A Walk Through the Back Alleys of Sin City 4/1

Wow, I'm extremely delinquent on this post. Last Saturday night we had one of the biggest turnouts in the Basement Theater for Robert Rodriguez's adapation of Frank Miller's Sin City graphic novels. Most of us had seen it in the theater, but this was the first time for some - and it rocked the house. We played it off the new DVD with the soundtrack featuring the reactions of the Austin, TX premiere audience, and preceded the main movie with a performance by Bruce Willis and the Accelerators.

I had not read Miller's original stories prior to seeing the movie; I was familiar with them from thumbing through a copy or two in bookstores (and now, thanks to the special edition DVD, I have a reprint of "The Hard Goodbye"). I did possess Miller's seminal Batman book, The Dark Knight Returns, which imagines the Caped Crusader pushing 50 and battling a new threat to Gotham.

Rodriguez's recent films have moved further away from location shooting and onto more and more green-screens, dropping in the sets later via CGI (like the criminally underrated Sky Captain and the World of Tomorrow). Some of you may remember a PC game many years back called WING COMMANDER III: HEART OF THE TIGER - one of the first instances of this technology put in practice. The game was a spaceflight simulator that propelled its plot through cinematic cut scenes - among the first, if I remember correctly, to feature a roster of Hollywood talent including Mark Hamill, Malcolm McDowell, John Rhys Davies and Tom Wilson (of Back to the Future) - using the same technique that's on display here. I remember the thrill of playing that game was partly due to the fact that it felt like the world's first decent-sized budgeted interactive movie, and thinking prophetically that this would change the ways movies were made in the future. With today's desktop technology, a single person can create a film entirely by themselves with production values that rival those of Hollywood.

Using his Spy Kids series, along with The Adventures of Sharkboy and Lavagirl in 3-D, as testbeds for the process, Rodriguez acheived a mastery of shooting virtual movies that he shot a short sequence of Sin City in order to persuade Miller (then burned out on Hollywood) to allow him to make a full feature. The test footage (seen in the finished film as "The Customer is Always Right" segement w/ Josh Hartnett) looks astonishingly like Miller's 2D chiaroscuro drawings brought to 3D life.

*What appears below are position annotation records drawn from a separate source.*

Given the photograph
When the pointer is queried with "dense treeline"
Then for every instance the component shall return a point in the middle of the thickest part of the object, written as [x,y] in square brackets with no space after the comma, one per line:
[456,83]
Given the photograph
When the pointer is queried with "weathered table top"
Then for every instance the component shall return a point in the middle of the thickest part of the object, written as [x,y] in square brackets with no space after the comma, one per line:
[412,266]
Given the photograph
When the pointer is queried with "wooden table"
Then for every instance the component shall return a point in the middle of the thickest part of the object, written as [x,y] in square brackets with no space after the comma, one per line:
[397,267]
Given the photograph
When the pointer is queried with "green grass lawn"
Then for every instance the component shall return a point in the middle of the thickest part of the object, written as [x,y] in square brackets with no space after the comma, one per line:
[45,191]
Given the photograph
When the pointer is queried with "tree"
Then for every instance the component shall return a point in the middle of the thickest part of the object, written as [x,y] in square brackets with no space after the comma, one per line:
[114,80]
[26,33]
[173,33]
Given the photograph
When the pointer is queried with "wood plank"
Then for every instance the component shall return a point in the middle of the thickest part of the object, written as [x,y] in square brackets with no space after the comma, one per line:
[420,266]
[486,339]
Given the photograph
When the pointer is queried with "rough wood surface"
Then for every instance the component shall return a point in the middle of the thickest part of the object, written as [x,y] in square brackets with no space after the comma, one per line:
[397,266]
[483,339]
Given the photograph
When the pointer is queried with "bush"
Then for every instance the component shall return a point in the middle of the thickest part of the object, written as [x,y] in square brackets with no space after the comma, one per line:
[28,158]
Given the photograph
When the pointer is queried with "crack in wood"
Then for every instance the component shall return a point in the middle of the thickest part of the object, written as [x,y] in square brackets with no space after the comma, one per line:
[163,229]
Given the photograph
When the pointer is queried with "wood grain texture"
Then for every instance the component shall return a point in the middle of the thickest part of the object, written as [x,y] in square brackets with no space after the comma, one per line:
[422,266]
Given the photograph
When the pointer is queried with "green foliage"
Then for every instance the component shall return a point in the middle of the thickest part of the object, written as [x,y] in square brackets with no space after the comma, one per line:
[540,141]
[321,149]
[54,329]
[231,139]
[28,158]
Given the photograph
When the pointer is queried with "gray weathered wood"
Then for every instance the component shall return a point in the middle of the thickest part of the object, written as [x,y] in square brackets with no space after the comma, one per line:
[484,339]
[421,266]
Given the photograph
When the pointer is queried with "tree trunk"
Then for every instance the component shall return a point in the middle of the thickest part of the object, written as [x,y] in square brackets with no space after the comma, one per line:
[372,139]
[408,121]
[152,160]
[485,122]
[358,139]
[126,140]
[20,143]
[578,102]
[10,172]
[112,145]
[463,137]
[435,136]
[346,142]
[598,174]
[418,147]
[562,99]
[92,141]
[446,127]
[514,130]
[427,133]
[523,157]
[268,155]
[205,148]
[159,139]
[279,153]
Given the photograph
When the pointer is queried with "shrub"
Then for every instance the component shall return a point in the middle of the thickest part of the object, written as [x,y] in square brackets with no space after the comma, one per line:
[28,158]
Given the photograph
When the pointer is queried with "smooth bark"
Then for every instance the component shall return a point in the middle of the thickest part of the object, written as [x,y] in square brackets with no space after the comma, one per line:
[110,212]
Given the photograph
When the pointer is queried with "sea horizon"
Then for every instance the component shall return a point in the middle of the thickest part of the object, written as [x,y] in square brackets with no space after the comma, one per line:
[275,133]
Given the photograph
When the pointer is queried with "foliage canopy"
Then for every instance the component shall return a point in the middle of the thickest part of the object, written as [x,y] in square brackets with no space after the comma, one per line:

The film adapts three Sin City stories (I say adapt, but basically Rodriguez used the comics as the script) - "The Hard Goodbye", "The Big Fat Kill" and "That Yellow Bastard". Rodriguez was able to attract a bevy of big-name talent including Bruce Willis, Mickey Rourke, Clive Owen, Rosario Dawson, Jessica Alba, Benicio Del Toro, Elijah Wood, Rutger Hauer, Powers Booth, etc, etc - the list goes on. Shooting against a green screen allowed the director to shoot the actors out in a matter of days instead of weeks required by a committment to a standard feature.

The look of the film is lifted from the style of 1940's black and white film noir, but splashed throughout with color accents. The dialogue (each of the main characters provides a running commentary over their segments) is terse, tough-guy speak. The violence is extreme but so completely over-the-top that we can't take it seriously.

Quentin Tarantino, a longtime friend of Rodriguez's since 1992 (they met on the film festival circuit touring with Reservoir Dogs and El Mariachi, respectively), receives a "Special Guest Director" credit for shooting a ghoulish sequence, involving Owen and the talking corpse of Del Toro, as a test of Rodriguez's high-def camera system.

The results they produced equalled the best theatrical experience of 2005, the most exciting, new, dynamic, thrilling picture of the year. Here is a film that looks like none of its contemporaries and serves as one of the best marriages between CGI and cinema ever created.

Rodriguez has prepared a special version which incorporates all footage shot from the books and separates them into invidiual stories (in the theatrical version, they're intercut Pulp Fiction-style), for the DVD release. The added material does not substantially alter the movie although I still prefer the pacing and rhythm of the theatrical cut.

Miller's bad experiences in Hollywood stem from his screenwriting duties on RoboCop 2 and 3, scripts that were substantially re-written by the studio system. Currently, and adaptation of his graphic novel The 300, inspired by the classic story of the 300 Spartan warriors who became prisoners of war, is also in production as a virtual film under the direction of Zack Snyder, who helmed 2004's remake of Dawn of the Dead.

Rodriguez and Tarantino are currently teaming up once again for the horror double feature Grindhouse, which hopes to recreate the exploitation double feature fare that haunted scummy Times Square theaters in the late '70's.